Howard envisions the training offerings as a scalable system ranging from beginning device training to serving as a platform for plant engineers to work out their thinking on plant changes and new production lines.
“The training program can be as scalable as we need, from self-directed courses all the way up into a room full of engineers that are seriously considering doing some intelligent asset management and feeding that information into their company enterprise systems,” Howard says. “We can show them, ‘This is how we did it. These would be considered best practices.’ They can see first-hand how easy it is, or how complicated it is, and when they walk out of here they know what they’re getting into. It’s not just a simulation that we’re walking people through, it’s hands-on. That’s the goal.”
Werner Electric plans to take the Process Trainer around to customer sites for one-day classes where they can talk about anything the customer wants to know. For example flow-control tuning, level control tuning and more. “We’ll have a whole different set of training on the principles of, how do you set a PID (proportional–integral–derivative) controller up? In your logic, how do you do it? Now once you manually start the flow, how do you put it into automatic control and how do you tune it so that when you make a set-point change it goes up to that set-point and stays there? How do you do that? We can show them that.”
Along the way, another goal is to generate interest among young people who are unaware of opportunities in automation.
“There are fewer people, professionals, getting into process control,” Howard says. “We’re hearing customer tales all the time that it’s hard for them to hire people, and we have issues at Werner hiring technical people, that’s just the state of affairs around the country.”
“We want to spark some enthusiasm, some head-scratching, some ‘What are you doing there? This looks pretty cool,’” he adds. Werner plans to take the Process Trainer around to schools where they can expose students to concepts such as human-machine interface (HMI) graphics that might pique their interest. “A lot of the kids are very interested in game development. They play games. Well, when you show them, ‘Here’s an HMI, a human machine interface graphic, you need to create that graphic, you need to tie it in to the logic of the system, it needs to work, you need to trouble-shoot it … all of a sudden you see that there’s an interest growing.”

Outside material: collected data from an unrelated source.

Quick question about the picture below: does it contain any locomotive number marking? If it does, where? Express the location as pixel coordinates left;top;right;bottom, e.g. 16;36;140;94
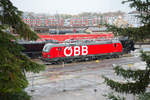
64;46;88;56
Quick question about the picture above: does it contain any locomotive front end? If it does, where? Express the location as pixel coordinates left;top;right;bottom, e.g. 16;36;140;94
42;43;52;61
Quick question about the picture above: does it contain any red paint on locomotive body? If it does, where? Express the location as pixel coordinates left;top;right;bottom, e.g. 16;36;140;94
42;39;123;62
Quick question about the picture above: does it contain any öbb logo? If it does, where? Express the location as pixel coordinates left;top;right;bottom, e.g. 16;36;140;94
64;46;88;56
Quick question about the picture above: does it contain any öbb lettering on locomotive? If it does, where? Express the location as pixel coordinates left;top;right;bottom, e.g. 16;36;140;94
64;46;88;56
42;39;123;63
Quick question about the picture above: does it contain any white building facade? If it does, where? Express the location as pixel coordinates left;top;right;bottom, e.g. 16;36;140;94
124;11;143;27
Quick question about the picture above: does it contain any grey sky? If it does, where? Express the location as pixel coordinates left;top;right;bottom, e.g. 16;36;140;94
10;0;134;14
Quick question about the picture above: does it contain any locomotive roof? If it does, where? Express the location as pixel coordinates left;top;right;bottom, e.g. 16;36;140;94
44;39;120;48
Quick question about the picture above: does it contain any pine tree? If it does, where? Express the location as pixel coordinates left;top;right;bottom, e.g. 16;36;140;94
0;0;45;100
103;0;150;99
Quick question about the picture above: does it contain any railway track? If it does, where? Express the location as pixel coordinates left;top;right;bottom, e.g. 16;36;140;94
28;56;141;84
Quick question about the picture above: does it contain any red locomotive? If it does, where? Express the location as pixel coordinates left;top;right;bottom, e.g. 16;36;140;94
42;39;123;63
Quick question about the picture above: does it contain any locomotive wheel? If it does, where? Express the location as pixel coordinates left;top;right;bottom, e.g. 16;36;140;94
85;57;90;61
51;61;62;65
115;55;119;58
67;59;74;63
50;62;56;65
113;54;119;58
88;56;93;61
66;60;73;63
73;58;80;62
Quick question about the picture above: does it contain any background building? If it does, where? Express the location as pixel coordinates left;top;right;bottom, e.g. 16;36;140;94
124;11;143;27
22;11;142;33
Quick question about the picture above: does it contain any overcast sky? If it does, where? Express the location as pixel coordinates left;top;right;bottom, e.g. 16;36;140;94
10;0;134;14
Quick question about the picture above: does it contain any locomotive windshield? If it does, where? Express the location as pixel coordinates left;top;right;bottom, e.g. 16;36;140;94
43;45;50;52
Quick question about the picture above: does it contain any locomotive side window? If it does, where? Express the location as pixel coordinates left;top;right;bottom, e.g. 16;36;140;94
58;48;61;51
114;43;117;47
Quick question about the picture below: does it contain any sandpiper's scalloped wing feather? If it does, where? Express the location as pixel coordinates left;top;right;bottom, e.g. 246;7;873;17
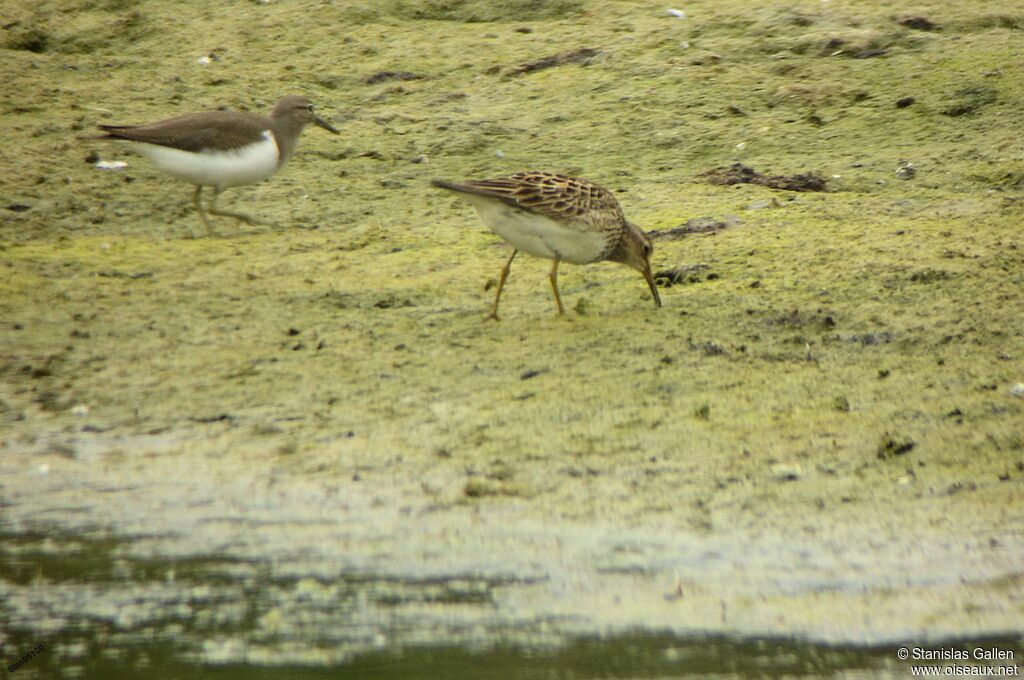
98;111;273;153
432;172;625;227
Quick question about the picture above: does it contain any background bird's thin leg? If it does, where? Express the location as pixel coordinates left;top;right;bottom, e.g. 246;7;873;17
488;250;517;321
207;187;261;226
549;254;565;315
191;186;212;238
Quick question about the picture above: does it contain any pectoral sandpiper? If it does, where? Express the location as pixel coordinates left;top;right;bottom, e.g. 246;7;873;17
433;171;662;319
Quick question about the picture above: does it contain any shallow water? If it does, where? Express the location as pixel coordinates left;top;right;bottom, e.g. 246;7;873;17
5;528;1014;679
2;428;1022;677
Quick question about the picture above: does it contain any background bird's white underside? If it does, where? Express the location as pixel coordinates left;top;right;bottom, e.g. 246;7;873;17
467;197;607;264
127;132;280;188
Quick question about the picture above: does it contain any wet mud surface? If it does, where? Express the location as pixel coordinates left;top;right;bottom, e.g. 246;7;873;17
2;0;1024;677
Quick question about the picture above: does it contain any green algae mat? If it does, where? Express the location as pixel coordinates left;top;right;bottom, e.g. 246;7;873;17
1;0;1022;677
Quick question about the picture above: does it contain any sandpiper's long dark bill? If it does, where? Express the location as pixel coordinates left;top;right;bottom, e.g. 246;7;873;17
94;95;338;236
433;172;662;319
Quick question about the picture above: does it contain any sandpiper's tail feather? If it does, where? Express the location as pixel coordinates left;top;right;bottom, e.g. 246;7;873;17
431;178;475;193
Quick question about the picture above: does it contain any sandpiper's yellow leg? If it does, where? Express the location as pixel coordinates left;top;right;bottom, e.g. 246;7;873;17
191;185;212;238
207;187;261;226
488;249;517;321
548;254;565;315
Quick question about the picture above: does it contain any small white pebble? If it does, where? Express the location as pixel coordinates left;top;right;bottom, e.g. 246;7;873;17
94;160;127;170
666;8;685;18
771;463;803;481
70;404;90;416
494;149;505;158
197;54;214;66
37;464;50;476
895;162;916;180
679;40;690;49
735;142;746;151
1010;383;1024;397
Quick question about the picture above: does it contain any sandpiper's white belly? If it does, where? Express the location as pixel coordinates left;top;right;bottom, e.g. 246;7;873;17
467;198;608;264
129;131;280;188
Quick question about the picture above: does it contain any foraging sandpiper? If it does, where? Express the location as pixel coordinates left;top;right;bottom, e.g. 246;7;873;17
94;95;338;236
433;171;662;319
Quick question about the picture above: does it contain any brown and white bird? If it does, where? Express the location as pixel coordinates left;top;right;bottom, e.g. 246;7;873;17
433;172;662;319
94;95;338;236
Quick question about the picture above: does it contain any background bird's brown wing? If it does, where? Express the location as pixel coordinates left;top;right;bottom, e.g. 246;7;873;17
98;111;272;153
432;172;624;224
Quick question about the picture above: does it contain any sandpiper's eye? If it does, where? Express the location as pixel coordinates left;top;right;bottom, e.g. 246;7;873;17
307;104;315;112
643;242;652;257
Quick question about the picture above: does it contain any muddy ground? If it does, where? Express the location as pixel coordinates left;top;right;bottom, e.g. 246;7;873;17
1;0;1023;677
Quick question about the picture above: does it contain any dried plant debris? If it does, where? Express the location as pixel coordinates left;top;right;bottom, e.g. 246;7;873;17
819;37;889;59
702;163;828;192
648;216;739;240
898;16;939;31
877;433;916;459
941;86;998;117
364;71;425;85
3;25;51;53
507;47;600;76
654;264;713;287
764;308;837;329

Werner Electric Supply made the decision to invest some serious resources in building and deploying the Werner Electric Process Trainer. Howard says the budget for the project was $100,000, and development has included integrating the trainer into Werner’s overall company business plan, developing vision statements as well as all the coursework formats and materials. The company has considered building more than one and offering them to other distributors or third parties, but hasn’t determined yet whether to go that way. There’s also the idea of building another trainer along the same lines for motion control.
For now, though, while they wait for it to arrive, it’s all about heightened anticipation.
“We want it to work and we want to generate enthusiasm around it,” Howard says. “We want to get folks exposed to what process control and instrumentation is all about.”
[Editors note: This version has been corrected from the printed version, correcting the sizes of the acrylic tanks.]